There aren’t too many places you can go when making a thriller on an airplane. Literally. And, not literally. Reminiscent of movies like Red Eye, Flightplan and Air Force One, Non-Stops biggest problem was that it wasn’t very believable.

 

Non-Stop
Directed By: Juame Collet-Serra
Starring: Liam Neeson, Julianne Moore, Nate Parker, Scoot McNairy, Michelle Dockery, Lupita Nyong’o, Shea Whigham, Corey Stoll

Premise: While on an international flight to London, U.S. Marshal Bill Marks receives a series of mysterious text messages from an unknown sender. It announces that every 20 minutes someone will be killed unless 150 million dollars is wired into an account. Through a series of unfortunate events the clues Marks finds point to him as the threat.

 

What The Movie Did Well:

The “Bad Guy” Was A Mystery – Early on, was a small comment made by one of the characters in the movie that had me convinced as to who the villain was. And in movies like this you always look for that twist. And you pat yourself on the back when you are right because you saw it coming. Well, to be honest, I didn’t see that coming, so that was a pleasant surprise. And another surprise was that the motivation of the “bad guy” had weight. It made sense. It’s something that could happen today. (I’m leaving it cryptic on purpose…you’re welcome.)

It Built Suspense – Whether it was trying to figure out who on the plane was behind all this, to waiting to see how Marks was going to get himself out of these unfortunate situations, the movie kept the tension high.
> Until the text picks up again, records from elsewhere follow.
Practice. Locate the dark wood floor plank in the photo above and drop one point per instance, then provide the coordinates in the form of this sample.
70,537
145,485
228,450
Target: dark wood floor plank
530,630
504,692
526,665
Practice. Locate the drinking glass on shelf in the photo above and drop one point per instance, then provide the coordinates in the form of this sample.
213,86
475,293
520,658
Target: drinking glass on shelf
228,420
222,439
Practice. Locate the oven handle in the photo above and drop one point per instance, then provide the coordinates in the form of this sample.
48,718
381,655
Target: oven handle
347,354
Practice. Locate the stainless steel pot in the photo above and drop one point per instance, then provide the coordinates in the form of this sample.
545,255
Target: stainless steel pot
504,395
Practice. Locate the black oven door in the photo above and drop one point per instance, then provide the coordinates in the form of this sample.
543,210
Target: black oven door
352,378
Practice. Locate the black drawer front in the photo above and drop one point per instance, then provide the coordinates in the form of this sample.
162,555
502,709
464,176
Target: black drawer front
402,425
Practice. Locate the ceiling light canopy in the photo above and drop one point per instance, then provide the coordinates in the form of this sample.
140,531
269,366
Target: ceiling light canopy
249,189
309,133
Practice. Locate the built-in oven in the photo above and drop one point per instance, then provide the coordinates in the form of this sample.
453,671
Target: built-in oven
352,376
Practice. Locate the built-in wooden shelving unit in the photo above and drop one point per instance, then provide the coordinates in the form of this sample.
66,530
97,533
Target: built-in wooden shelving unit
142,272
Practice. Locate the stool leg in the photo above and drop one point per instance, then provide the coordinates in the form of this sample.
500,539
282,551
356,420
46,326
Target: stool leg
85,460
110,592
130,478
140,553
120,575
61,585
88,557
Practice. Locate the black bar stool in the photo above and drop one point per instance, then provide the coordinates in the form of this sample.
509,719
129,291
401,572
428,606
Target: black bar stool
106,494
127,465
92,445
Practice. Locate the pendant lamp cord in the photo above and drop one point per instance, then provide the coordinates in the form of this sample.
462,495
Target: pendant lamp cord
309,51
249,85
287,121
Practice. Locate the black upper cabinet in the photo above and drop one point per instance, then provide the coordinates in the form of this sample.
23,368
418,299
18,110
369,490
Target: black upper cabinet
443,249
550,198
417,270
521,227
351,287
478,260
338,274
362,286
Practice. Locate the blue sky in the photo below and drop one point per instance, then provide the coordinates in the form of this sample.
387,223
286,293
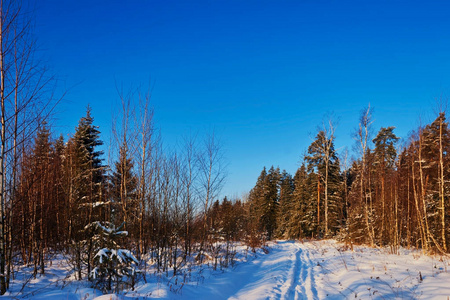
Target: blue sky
263,74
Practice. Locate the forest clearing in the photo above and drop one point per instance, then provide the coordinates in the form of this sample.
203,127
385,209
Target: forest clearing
286,270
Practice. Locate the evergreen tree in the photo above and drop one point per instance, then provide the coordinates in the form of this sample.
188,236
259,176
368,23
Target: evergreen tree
322,160
286,206
85,186
124,187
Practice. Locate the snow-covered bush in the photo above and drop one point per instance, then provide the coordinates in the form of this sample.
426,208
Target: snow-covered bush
114,268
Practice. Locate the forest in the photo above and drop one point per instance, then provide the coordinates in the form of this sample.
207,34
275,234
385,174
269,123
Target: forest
105,210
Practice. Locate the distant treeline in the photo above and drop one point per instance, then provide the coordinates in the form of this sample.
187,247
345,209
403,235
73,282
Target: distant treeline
388,196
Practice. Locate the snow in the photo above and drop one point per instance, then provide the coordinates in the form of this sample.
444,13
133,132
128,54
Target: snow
290,270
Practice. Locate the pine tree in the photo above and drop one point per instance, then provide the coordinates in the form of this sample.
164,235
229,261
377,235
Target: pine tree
124,187
285,211
323,160
84,174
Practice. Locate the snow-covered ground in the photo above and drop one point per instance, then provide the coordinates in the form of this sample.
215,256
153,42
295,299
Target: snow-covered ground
290,270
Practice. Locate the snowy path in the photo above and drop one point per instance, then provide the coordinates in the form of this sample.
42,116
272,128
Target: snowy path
285,273
291,270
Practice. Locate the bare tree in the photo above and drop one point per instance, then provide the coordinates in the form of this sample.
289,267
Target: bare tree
211,176
362,136
23,80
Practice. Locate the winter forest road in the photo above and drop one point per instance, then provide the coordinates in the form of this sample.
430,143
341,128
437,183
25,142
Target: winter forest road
285,273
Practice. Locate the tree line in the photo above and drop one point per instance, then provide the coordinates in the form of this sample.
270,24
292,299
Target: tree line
140,201
390,195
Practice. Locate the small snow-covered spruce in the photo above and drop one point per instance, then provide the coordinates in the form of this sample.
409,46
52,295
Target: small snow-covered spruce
114,268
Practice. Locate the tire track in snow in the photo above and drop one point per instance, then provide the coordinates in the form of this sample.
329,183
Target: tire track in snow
289,288
308,284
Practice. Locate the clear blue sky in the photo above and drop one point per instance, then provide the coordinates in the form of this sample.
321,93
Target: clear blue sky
262,73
Whether or not the circumstances were believable didn’t matter all that much because I just wanted to see what was going to happen. Oftentimes writers write themselves into a corner that they can’t get out of, but this movie seemed to use it as a challenge instead of as a way to hold them back. “How many corners can we write ourselves into to?”

What the Movie Didn’t Do Well

Many Of The Plot Points Were Unoriginal – Flightplan, Red Eye, Air Force One, (and there was a Lifetime movie with Lacey Chabert and Drew Seely by the same name and I watched — and by watch I mean fastforward through the boring parts —  it before I saw this movie so that didn’t help matters either…) basically, if there was a movie that happened on a plane, chances are various plot points were in those films made an appearance in this movie. I mean, for once. can the “hero” not be accused of being the villain or being crazy? Or if this is the case, than make them so. Now there’s a twist, someone one get me a pen!

It Was Too Implausible – Wouldn’t you make yourself less of a spectacle by clueing other people in? Wouldn’t you seem less crazy if you acted less crazy? After such a big threat would the cockpit really open their doors again even if it was for someone they knew? Would the plane really get access to news stations? Does there always have to be the “typical terrorist”? Would taking a plane hostage for money even work now? Is the government really that quick to judge and leave everyone on their own? So. Many. Questions.

Build Character – Every character seemed to be a stereotype instead of their own person, and when they had a chance to show their true colors they were easily swayed one way or another. And some characters just didn’t make sense at all. I literally thought to myself, “What are they doing in this group?” There was no one to root for and I found myself getting more and more frustrated with Marks as the movie went on.

Basically, I wish this movie took more creative liberties. Instead it felt like a bunch of other movies. With the exception of Air Force One, airplane hostage movies rarely work. Even Red Eye took them off the plane eventually. You can Redbox this one. Sorry, Liam Neeson, I’m not taken with this movie. (See what I did there? Yeah you did.)